Public health experts advising the state have also embraced calls to restart economic activity and are warning that the public will have to learn to live with COVID.

One aspect of that is accepting some level of virus in the community, says Ray Vara, president and CEO of Hawaii Pacific Health, which operates several hospitals on Oahu and Kaua’i.

“Our baseline is no longer at zero,” Vara stated at a recent meeting of the state House of Representatives Select Committee on COVID-19.

“If we’re going to have activity around our various communities, we are going to see some level of [virus] activity,” he added, noting that the state needs to be prepared to respond to new cases and keep the virus under control.

At the same meeting, Mark Mugiishi, a medical doctor who heads Hawaii’s largest health insurer HMSA, noted that the 100 or so daily new cases currently reported may be as low as Hawaii gets.

“We were in a four-week total shutdown at the county level and that got us down to around 100 [new cases per day],” Mugiishi noted.

“So I think we have to be honest with ourselves that that could be our new baseline.

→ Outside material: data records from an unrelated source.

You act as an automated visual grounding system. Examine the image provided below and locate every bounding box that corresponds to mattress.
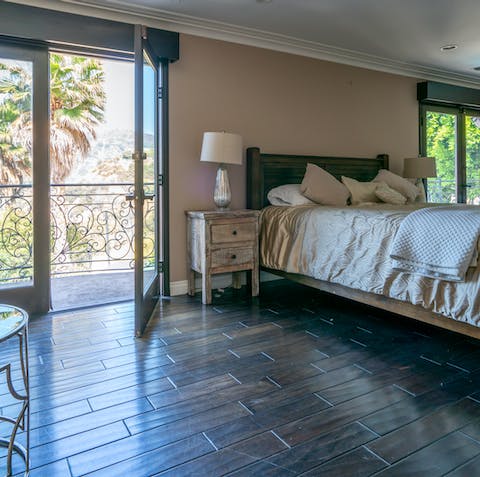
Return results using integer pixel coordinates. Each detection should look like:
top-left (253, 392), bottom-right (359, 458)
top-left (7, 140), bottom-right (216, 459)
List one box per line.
top-left (260, 204), bottom-right (480, 326)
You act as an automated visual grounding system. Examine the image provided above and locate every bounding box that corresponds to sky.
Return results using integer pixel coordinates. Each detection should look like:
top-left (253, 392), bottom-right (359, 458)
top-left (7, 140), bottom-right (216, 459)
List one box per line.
top-left (102, 60), bottom-right (155, 134)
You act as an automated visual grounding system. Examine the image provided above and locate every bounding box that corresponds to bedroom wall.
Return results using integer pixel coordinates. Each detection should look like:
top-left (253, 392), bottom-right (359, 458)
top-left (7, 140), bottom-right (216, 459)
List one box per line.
top-left (170, 35), bottom-right (419, 286)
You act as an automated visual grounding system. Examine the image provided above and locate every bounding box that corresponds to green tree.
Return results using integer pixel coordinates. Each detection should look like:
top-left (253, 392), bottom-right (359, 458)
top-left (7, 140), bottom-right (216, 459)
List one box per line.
top-left (0, 54), bottom-right (105, 183)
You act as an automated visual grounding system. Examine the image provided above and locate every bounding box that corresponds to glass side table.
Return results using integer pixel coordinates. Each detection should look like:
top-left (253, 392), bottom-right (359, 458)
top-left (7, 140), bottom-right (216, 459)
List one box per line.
top-left (0, 304), bottom-right (30, 476)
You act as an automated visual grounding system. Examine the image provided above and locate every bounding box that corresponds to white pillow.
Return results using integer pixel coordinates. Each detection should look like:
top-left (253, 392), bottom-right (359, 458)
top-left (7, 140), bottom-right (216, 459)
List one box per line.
top-left (342, 176), bottom-right (378, 205)
top-left (375, 182), bottom-right (407, 205)
top-left (373, 169), bottom-right (419, 202)
top-left (415, 181), bottom-right (427, 203)
top-left (267, 184), bottom-right (315, 205)
top-left (300, 163), bottom-right (350, 205)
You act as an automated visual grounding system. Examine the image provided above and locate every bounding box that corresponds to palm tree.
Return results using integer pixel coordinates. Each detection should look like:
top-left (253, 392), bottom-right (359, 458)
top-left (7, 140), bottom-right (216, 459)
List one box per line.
top-left (0, 63), bottom-right (32, 184)
top-left (0, 54), bottom-right (105, 183)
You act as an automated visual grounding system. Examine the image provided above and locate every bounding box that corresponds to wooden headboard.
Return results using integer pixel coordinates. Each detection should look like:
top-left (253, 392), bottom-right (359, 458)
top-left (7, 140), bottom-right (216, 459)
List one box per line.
top-left (247, 147), bottom-right (388, 209)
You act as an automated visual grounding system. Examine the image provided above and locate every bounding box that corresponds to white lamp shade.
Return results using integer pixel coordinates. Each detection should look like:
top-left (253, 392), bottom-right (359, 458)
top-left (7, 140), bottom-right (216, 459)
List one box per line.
top-left (200, 132), bottom-right (243, 165)
top-left (403, 157), bottom-right (437, 179)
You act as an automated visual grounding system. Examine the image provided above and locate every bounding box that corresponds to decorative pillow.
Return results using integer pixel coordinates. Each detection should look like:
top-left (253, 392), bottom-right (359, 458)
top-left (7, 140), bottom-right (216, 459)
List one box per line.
top-left (267, 184), bottom-right (315, 205)
top-left (373, 169), bottom-right (419, 202)
top-left (342, 176), bottom-right (378, 205)
top-left (375, 182), bottom-right (407, 205)
top-left (300, 164), bottom-right (350, 205)
top-left (415, 180), bottom-right (427, 203)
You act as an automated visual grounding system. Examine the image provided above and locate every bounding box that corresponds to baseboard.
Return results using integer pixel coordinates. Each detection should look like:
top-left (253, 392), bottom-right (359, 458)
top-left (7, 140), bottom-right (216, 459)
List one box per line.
top-left (170, 272), bottom-right (282, 296)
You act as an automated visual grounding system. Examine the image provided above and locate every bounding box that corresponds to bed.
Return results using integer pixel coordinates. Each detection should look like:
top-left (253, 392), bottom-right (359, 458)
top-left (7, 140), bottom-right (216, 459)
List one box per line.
top-left (247, 147), bottom-right (480, 338)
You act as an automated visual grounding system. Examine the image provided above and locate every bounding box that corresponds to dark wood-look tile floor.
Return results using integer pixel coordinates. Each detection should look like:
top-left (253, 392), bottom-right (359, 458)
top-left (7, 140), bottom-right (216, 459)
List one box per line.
top-left (0, 281), bottom-right (480, 477)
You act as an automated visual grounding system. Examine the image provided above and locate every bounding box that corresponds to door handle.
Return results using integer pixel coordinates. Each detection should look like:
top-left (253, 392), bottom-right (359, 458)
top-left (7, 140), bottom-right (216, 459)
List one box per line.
top-left (125, 194), bottom-right (155, 202)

We’re not going to  have conditions that are more restrictive than a total shutdown.”

What that means for the future is unclear. Many local businesses, and their workers, likely will not be able to weather another protracted lockdown without substantial federal support.

Officials are reminding constituents that previous surges were driven by local residents returning from travel or not following social distancing guidelines.

They continue to urge the wearing of masks and avoiding large crowds as critical measures in mitigating potential outbreaks.